A safety researcher named 0xflorent labored with the workforce behind Ethereum in 2016 ($ETH) ICO deal unlocks almost $2 million in Ether that was locked away for 9 years in a coordinated white-hat restoration that exploited an integer overflow flaw that was not patched by the unique developer.
This contract belongs to HongCoin, which was purported to mechanically refund Ethereum to buyers after failing to fulfill its fundraising purpose throughout a token sale in 2016, however a bug within the refund perform prevented the refund from occurring.

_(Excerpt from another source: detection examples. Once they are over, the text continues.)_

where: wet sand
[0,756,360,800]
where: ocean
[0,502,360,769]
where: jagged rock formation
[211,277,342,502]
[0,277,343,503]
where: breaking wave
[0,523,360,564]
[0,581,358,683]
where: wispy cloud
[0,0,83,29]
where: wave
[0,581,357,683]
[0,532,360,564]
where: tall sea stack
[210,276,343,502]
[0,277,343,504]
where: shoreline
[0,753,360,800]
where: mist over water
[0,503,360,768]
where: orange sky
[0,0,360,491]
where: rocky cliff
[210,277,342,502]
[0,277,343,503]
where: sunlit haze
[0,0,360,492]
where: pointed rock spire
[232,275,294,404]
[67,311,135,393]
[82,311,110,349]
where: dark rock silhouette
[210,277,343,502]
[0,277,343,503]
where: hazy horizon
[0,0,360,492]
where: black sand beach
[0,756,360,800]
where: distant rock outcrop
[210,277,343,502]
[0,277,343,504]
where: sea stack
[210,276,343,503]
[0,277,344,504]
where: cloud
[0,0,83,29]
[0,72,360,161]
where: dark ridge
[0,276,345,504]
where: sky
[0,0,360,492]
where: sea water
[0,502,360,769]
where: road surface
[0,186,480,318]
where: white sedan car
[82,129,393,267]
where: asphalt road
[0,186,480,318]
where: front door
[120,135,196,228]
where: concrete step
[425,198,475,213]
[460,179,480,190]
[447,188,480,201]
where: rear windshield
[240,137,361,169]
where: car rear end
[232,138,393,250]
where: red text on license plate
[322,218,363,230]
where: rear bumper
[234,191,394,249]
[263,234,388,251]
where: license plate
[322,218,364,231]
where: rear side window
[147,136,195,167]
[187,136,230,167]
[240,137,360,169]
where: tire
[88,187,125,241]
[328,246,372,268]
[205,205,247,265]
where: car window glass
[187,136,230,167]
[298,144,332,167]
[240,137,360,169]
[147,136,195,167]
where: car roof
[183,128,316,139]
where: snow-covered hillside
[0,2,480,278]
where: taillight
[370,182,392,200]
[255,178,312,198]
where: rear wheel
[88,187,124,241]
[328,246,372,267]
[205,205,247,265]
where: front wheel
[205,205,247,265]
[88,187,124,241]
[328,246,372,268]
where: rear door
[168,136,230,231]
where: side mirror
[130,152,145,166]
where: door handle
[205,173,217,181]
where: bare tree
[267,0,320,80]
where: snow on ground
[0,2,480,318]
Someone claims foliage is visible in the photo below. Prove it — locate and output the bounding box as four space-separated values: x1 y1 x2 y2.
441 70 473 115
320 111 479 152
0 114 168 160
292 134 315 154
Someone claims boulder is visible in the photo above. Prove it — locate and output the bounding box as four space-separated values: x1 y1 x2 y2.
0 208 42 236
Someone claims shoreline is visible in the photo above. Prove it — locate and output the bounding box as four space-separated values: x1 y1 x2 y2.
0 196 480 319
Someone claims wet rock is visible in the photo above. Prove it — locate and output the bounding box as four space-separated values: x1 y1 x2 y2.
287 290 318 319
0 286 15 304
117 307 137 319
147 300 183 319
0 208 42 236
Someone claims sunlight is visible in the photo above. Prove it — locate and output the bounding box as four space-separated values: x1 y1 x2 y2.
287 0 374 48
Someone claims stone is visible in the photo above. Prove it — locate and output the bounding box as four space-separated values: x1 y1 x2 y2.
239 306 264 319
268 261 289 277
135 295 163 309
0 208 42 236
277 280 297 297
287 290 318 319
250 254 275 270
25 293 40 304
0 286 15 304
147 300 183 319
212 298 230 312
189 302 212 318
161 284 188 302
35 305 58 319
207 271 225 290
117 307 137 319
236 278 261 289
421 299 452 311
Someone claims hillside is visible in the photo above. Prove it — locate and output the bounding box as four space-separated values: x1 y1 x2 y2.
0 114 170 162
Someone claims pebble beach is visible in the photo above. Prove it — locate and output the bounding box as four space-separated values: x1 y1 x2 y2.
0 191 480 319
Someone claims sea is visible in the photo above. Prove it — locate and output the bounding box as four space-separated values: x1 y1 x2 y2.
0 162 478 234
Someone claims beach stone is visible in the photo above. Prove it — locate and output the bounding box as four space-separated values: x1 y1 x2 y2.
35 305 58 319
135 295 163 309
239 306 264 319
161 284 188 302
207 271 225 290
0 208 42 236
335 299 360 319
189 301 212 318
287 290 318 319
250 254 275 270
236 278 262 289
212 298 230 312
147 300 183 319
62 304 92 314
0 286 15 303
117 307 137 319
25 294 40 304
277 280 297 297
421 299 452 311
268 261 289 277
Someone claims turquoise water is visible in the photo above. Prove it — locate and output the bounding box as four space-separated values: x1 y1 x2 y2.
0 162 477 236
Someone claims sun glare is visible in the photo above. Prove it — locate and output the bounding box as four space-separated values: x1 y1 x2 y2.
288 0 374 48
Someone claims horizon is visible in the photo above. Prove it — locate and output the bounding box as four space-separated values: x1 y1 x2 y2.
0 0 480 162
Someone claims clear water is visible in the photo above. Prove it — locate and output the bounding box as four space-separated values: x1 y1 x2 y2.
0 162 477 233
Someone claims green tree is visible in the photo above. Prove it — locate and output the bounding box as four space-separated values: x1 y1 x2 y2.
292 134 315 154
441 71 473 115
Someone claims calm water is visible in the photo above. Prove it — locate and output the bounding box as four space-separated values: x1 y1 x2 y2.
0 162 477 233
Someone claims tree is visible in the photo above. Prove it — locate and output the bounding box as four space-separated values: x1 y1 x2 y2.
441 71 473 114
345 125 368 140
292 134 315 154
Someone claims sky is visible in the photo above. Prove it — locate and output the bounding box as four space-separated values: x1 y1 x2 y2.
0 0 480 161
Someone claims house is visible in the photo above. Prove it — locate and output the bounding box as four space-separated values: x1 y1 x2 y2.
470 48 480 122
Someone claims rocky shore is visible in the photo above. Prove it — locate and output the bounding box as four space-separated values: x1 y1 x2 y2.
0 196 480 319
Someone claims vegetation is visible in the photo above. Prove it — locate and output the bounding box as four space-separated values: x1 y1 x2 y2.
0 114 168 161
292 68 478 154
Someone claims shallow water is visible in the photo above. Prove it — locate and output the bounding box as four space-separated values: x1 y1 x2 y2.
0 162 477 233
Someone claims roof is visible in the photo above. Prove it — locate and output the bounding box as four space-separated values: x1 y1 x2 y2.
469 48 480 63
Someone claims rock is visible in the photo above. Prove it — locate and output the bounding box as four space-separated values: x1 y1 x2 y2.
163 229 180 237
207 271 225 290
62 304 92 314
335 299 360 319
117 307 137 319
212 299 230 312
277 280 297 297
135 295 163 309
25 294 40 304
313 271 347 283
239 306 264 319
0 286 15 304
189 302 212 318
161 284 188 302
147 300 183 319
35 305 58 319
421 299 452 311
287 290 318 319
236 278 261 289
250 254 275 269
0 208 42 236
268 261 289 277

Path 0xflorent unfrozen 1,003.62 $ETH48 unique buyers are presently eligible to assert. Two individuals did this and obtained a complete of 96.5. $ETH It's price about $193,000, he stated on Sunday's X Thread.
First White Hat Exploit on Ethereum: 1,003.62 unlocked
Ξ ($2,000,000) Trapped in an ICO Sensible Contract in 2016
9 years.The unique 48 buyers can now declare their funds. pic.twitter.com/lyh5iyaDu7
— 0xflorent.eth (@0xFlorent_) Might 31, 2026
The contract's refund logic meant that holders whose token stability exceeded a worldwide counter of 356 after years of partial refunds had been rejected, with a cap on additional refunds of three.56. $ETH.
0xflorent found that HongCoin's multisig wallet-limited on-contract administration performance lacked integer overflow safety that was later integrated into the Solidity programming language. When known as with particular enter values, the holder's stability can be reset to 1, the refund examine will cross, and the funds can be launched.
Nonetheless, this restoration was not a one-sided exploitation. Since HongCoin multisig was required to carry out administrative features, 0xflorent despatched an e mail to the workforce to confirm the unlock sequence on a check fork of Ethereum's mainnet, and the workforce itself signed the unlock transaction.
We signed 41 transactions, one for every blocked proprietor, and launched roughly 1,000 transactions. $ETH It was actually caught. One other seven holders had balances sufficiently small to be refunded immediately with none workarounds.
That is the second time up to now eight days that 0xflorent has introduced such a restoration.
On Might 24, he stated he returned $19.329. $ETHprice roughly $40,590 to the unique proprietor, together with $5,141 $ETH From the failed January 2018 ICO and 14.190 $ETH It arose from seven expired atomic swaps inside Liquality pockets person accounts that grew to become inaccessible after the pockets closure in 2024.
This restoration has landed throughout a time of large DeFi exploits, with lots of of hundreds of thousands of {dollars} leaked throughout protocols in April alone, led by a roughly $293 million hit to the Kelp DAO.